It’s a special time for Kathy Griffin/My Life on the D List fans. Kathy is back on Bravo Thursday nights and she and her quick wit and forked tongue are locked and loaded. Here she visits with us about getting naked, how she (almost) made Paris Hilton cry and why you’ll never see Madonna on her new show…
It’s Kathy, B*tch
Kathy Griffin: Well, I love you. What I’ve learned about Hollywood is they are full of sh** and just like in high school you have to call them on it and that’s what this show, Kathy, is going to do. We’ll be making fun of all the ridiculousness on all the shows that we’re watching or not watching. So this is your destination if you don’t have a life.
Kat: Recently you’ve had a bit of a preoccupation with taking your clothes off. Can you explain that to us?
Kathy: I found that I am guilty of only one thing in
this world and that is having a hot, banging bikini bod.
I’m not going to apologize for it. A few years ago I got in a bikini with Paris Hilton for My Life on the D List and I found her in the bathroom crying, and screaming “Why, why?” like Nancy Kerrigan after she got hit in the knees with a crowbar. Okay, I’m exaggerating. I didn’t really see Paris cry. But I saw it in her eyes. So then in an effort to do anything for a laugh, I ended up doing a series of things where my clothes fell off. Sometimes I’ll have a friend ring the doorbell and I’ll just run down and answer naked for fun.
Kat: Your clothes keep “falling off?” So it’s more of a wardrobe malfunction?
Kathy: Well, I don’t know me being completely nude screaming, “Look at me, look at me,” from my balcony can really be called a wardrobe malfunction but we can go with that.
Kat: You have the body of a 14-year-old which is all at once wrong and awesome.
Kathy: The beauty of it is, I just don’t give a sh** anymore, so I’ll drop an ‘f’ bomb or my pants at any time for a laugh.
Kat: What advice do you have for someone like me who wants to asks celebrities smart a** questions, but doesn’t want to get fired?
Kathy: That’s kind of tricky and why I’m not really going to have celebrity guests on the show because you just can’t have Madonna on and say, “When’s the last time you got your filler? Who was your doctor? What was the healing time? Do you have any before and after pictures?” You’d get fired for all of those. So I don’t know.
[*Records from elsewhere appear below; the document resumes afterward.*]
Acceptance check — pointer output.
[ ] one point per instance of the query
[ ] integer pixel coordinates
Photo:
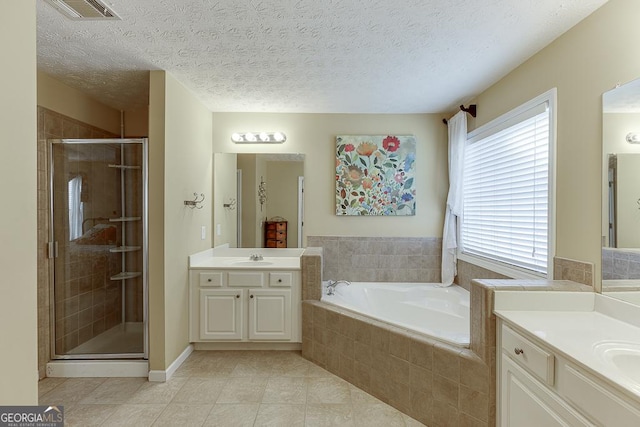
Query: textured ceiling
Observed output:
(316, 56)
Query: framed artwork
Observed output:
(375, 175)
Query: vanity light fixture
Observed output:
(259, 138)
(633, 138)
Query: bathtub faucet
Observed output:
(331, 286)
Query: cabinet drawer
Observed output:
(246, 279)
(279, 279)
(213, 279)
(528, 355)
(595, 400)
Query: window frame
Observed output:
(495, 125)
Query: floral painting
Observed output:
(375, 175)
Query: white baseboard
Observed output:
(162, 376)
(97, 368)
(284, 346)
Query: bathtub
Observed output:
(426, 308)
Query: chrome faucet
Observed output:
(331, 286)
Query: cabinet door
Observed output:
(525, 402)
(270, 314)
(221, 314)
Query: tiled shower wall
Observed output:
(620, 264)
(55, 125)
(380, 259)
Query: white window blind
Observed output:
(506, 191)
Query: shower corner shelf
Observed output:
(124, 167)
(125, 249)
(125, 219)
(126, 275)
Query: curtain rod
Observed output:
(471, 109)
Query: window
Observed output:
(507, 190)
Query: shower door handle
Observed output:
(52, 249)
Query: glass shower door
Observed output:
(98, 212)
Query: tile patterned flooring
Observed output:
(223, 388)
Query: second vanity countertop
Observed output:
(239, 258)
(583, 326)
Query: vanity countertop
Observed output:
(240, 259)
(589, 328)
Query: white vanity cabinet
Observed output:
(245, 305)
(539, 386)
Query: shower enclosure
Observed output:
(99, 242)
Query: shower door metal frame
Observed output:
(52, 249)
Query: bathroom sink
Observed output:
(245, 263)
(624, 356)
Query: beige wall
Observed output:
(282, 195)
(57, 96)
(314, 135)
(18, 217)
(225, 189)
(247, 163)
(181, 161)
(586, 61)
(615, 127)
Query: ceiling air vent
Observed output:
(84, 9)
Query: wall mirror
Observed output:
(621, 192)
(251, 189)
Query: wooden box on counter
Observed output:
(275, 234)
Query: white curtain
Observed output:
(457, 140)
(75, 208)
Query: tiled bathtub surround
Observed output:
(620, 264)
(468, 272)
(576, 271)
(437, 384)
(380, 259)
(311, 263)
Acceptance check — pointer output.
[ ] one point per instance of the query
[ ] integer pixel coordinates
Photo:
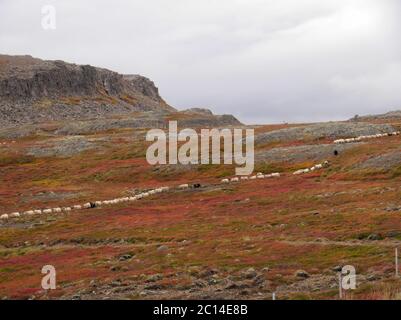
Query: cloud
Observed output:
(263, 60)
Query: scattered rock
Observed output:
(302, 274)
(162, 248)
(250, 273)
(374, 237)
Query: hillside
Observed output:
(34, 91)
(243, 240)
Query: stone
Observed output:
(302, 274)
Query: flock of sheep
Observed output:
(260, 175)
(88, 205)
(361, 138)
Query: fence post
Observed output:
(340, 285)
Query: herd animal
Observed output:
(88, 205)
(361, 138)
(259, 175)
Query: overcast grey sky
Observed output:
(262, 60)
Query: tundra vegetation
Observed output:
(228, 237)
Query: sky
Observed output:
(265, 61)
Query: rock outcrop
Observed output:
(86, 98)
(332, 130)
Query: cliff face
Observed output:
(33, 90)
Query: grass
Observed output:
(272, 222)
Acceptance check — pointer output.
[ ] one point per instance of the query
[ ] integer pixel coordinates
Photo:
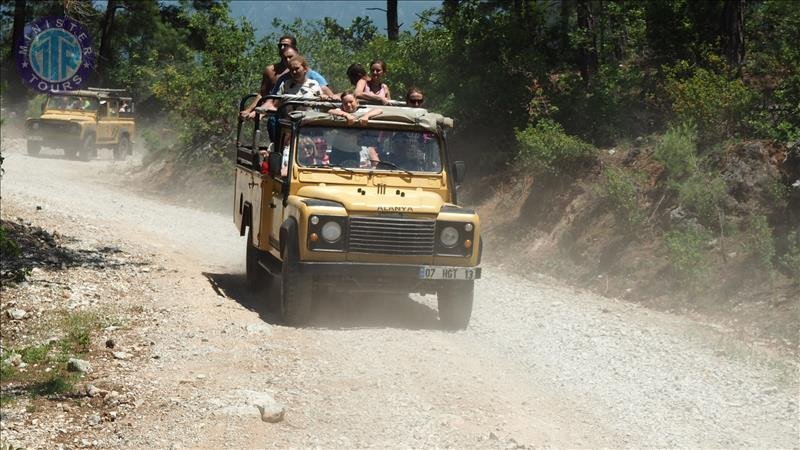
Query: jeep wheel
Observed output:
(295, 290)
(122, 149)
(34, 148)
(257, 278)
(455, 304)
(88, 148)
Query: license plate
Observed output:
(447, 273)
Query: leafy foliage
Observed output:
(713, 102)
(685, 248)
(545, 146)
(620, 190)
(677, 151)
(760, 242)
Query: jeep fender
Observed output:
(246, 210)
(288, 235)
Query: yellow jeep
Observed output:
(354, 208)
(81, 121)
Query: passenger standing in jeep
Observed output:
(298, 84)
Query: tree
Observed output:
(393, 28)
(733, 32)
(587, 50)
(107, 28)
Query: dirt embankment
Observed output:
(570, 229)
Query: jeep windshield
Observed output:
(71, 103)
(369, 149)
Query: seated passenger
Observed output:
(414, 97)
(374, 89)
(264, 156)
(310, 154)
(406, 152)
(351, 112)
(355, 73)
(290, 54)
(299, 84)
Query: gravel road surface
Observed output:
(542, 364)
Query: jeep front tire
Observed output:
(122, 149)
(295, 290)
(455, 304)
(88, 148)
(34, 148)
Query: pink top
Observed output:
(380, 92)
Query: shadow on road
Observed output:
(331, 310)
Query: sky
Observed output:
(260, 12)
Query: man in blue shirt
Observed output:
(327, 93)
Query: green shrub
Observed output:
(35, 354)
(546, 147)
(717, 104)
(56, 384)
(686, 256)
(778, 115)
(677, 151)
(790, 261)
(702, 194)
(620, 190)
(79, 327)
(760, 242)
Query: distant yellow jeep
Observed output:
(81, 121)
(338, 207)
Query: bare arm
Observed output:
(351, 119)
(371, 113)
(359, 92)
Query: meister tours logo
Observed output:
(55, 54)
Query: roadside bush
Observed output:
(621, 191)
(686, 256)
(778, 115)
(760, 243)
(716, 104)
(790, 261)
(677, 151)
(702, 193)
(545, 147)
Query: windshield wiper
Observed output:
(393, 166)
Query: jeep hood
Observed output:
(377, 198)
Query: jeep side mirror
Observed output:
(459, 169)
(275, 162)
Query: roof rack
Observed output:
(106, 90)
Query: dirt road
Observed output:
(540, 365)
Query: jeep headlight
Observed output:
(448, 236)
(331, 231)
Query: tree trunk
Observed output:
(733, 32)
(449, 9)
(587, 50)
(15, 94)
(566, 13)
(105, 41)
(393, 29)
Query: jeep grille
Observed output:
(394, 236)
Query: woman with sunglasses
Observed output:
(374, 89)
(414, 97)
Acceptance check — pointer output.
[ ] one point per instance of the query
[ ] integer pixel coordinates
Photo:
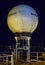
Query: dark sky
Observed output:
(6, 36)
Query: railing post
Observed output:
(6, 60)
(12, 63)
(37, 56)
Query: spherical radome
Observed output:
(22, 18)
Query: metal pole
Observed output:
(16, 48)
(12, 63)
(28, 53)
(37, 56)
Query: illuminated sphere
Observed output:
(22, 18)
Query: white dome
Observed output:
(22, 18)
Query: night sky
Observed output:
(7, 37)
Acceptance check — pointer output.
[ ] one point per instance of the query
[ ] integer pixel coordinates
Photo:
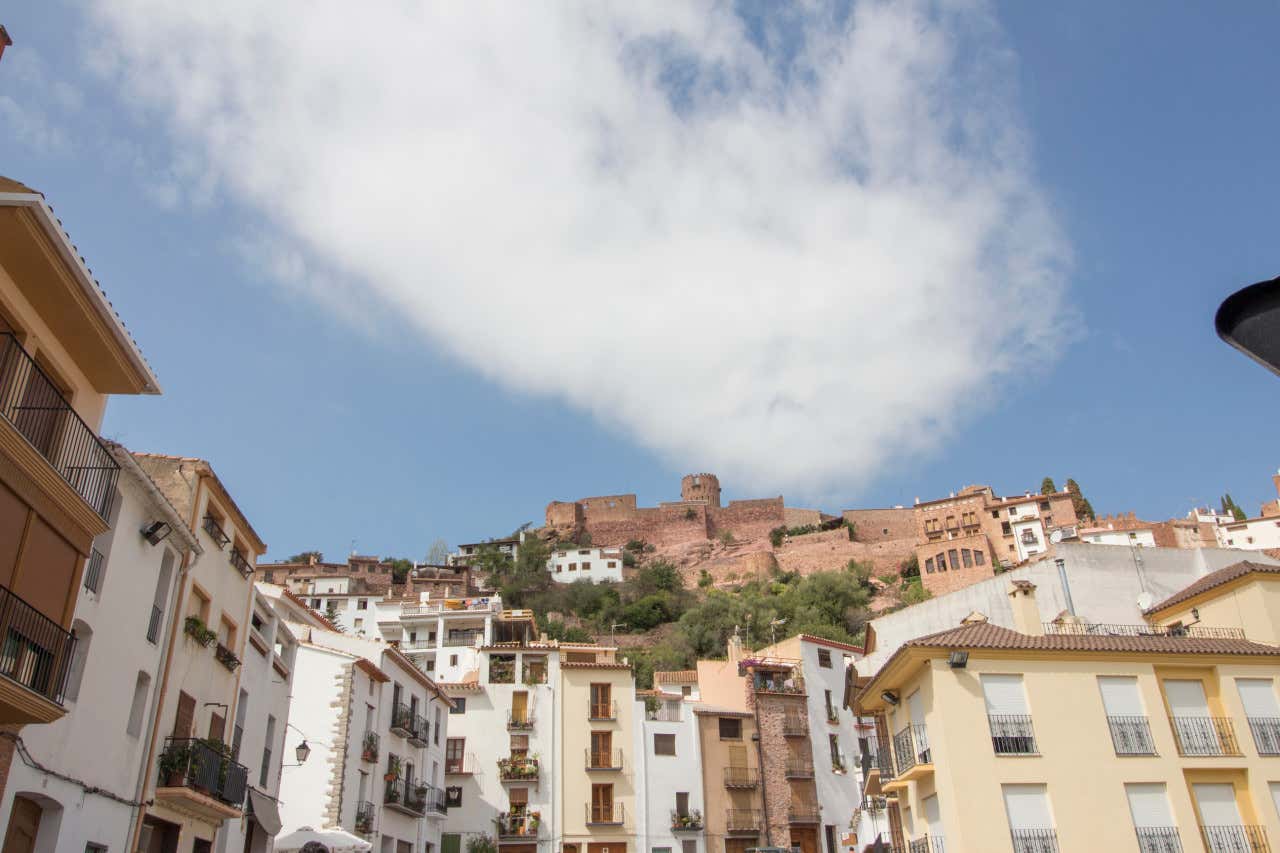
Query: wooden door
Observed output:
(23, 825)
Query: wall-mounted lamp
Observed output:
(156, 533)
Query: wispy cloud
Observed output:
(790, 250)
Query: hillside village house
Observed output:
(195, 787)
(123, 615)
(376, 729)
(63, 351)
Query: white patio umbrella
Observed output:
(334, 840)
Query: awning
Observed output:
(265, 810)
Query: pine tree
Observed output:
(1083, 509)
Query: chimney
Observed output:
(1022, 594)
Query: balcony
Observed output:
(912, 755)
(1266, 735)
(519, 825)
(365, 819)
(420, 735)
(406, 798)
(804, 813)
(799, 769)
(32, 405)
(196, 776)
(743, 820)
(604, 760)
(1132, 735)
(1011, 734)
(517, 769)
(36, 655)
(370, 747)
(402, 720)
(1034, 840)
(1159, 839)
(1205, 737)
(1235, 839)
(795, 725)
(520, 721)
(606, 813)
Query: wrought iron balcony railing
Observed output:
(1266, 735)
(1159, 839)
(1132, 735)
(36, 651)
(1205, 737)
(1011, 734)
(1034, 840)
(1235, 839)
(188, 762)
(33, 405)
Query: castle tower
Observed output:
(700, 487)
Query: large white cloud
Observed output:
(785, 250)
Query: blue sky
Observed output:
(1151, 135)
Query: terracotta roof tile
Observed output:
(1214, 579)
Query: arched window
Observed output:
(83, 635)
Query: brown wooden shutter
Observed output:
(184, 723)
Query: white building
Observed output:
(376, 729)
(585, 564)
(85, 771)
(670, 779)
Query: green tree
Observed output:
(1083, 509)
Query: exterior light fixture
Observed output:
(156, 533)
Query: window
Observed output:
(140, 705)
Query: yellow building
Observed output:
(597, 774)
(63, 351)
(1074, 737)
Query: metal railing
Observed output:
(741, 778)
(1011, 734)
(33, 405)
(603, 710)
(613, 813)
(1109, 629)
(1235, 839)
(1034, 840)
(795, 725)
(910, 748)
(799, 769)
(520, 721)
(154, 625)
(1132, 735)
(1205, 737)
(193, 763)
(94, 571)
(1159, 839)
(1266, 735)
(36, 651)
(603, 758)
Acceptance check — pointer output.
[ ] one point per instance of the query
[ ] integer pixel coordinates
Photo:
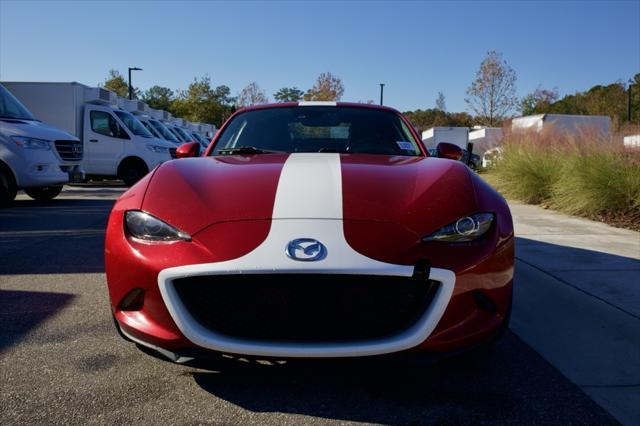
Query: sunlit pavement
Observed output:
(577, 303)
(61, 360)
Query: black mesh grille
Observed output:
(305, 307)
(69, 150)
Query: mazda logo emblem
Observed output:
(306, 250)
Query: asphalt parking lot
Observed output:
(61, 360)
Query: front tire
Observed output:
(44, 193)
(8, 189)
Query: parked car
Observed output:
(116, 144)
(34, 156)
(311, 230)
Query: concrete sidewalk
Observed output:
(577, 302)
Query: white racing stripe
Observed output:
(308, 204)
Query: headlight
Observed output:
(158, 149)
(466, 229)
(32, 143)
(146, 227)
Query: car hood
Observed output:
(420, 194)
(33, 129)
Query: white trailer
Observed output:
(485, 138)
(563, 123)
(115, 143)
(454, 135)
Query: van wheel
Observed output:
(44, 193)
(131, 171)
(8, 189)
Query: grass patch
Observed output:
(583, 175)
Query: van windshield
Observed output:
(10, 106)
(133, 124)
(185, 135)
(162, 129)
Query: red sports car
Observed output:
(311, 229)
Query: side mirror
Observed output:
(191, 149)
(450, 151)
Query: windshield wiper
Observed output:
(245, 150)
(12, 117)
(333, 150)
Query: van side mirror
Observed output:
(191, 149)
(450, 151)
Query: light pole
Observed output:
(629, 101)
(130, 86)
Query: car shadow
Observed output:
(59, 236)
(508, 383)
(21, 311)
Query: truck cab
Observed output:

If you want to know how to get banned or fired, I’m your girl.
Other Kathy-isms from the interview:
On her mom, Maggie: “She only stays at my house until she finds me annoying and then she kicks herself out.”
On the show’s format: “Kathy will have a lack of structure that will be dazzling to the viewer and a nightmare for the editing booth. In other words I feel it should have a discussion feel, a chatty feel and more importantly people should be able to say whatever the f*** they want.”
On being banned from The Today Show: “I just learned that I’m unbanned, and I’m not happy about it.”
On how she feels about going to hell: “Oh, I love it. I’ve got my hand basket all decorated and there’s a picture of Oprah on it and Ryan Seacrest with his arms open wide.”
On being asked if she’s a coward for not talking directly to celebrities: “It makes me a lady, because I prefer to talk about people behind their back. So I prefer to wait until someone’s left the room, and then I just f***in’ let it rip.”
On Levi Johnston: “I’m the perfect girl for him because I don’t have even one egg left, so even though Levi comes out guns blazing every time he unzips his pants, nothing is going to happen with me.”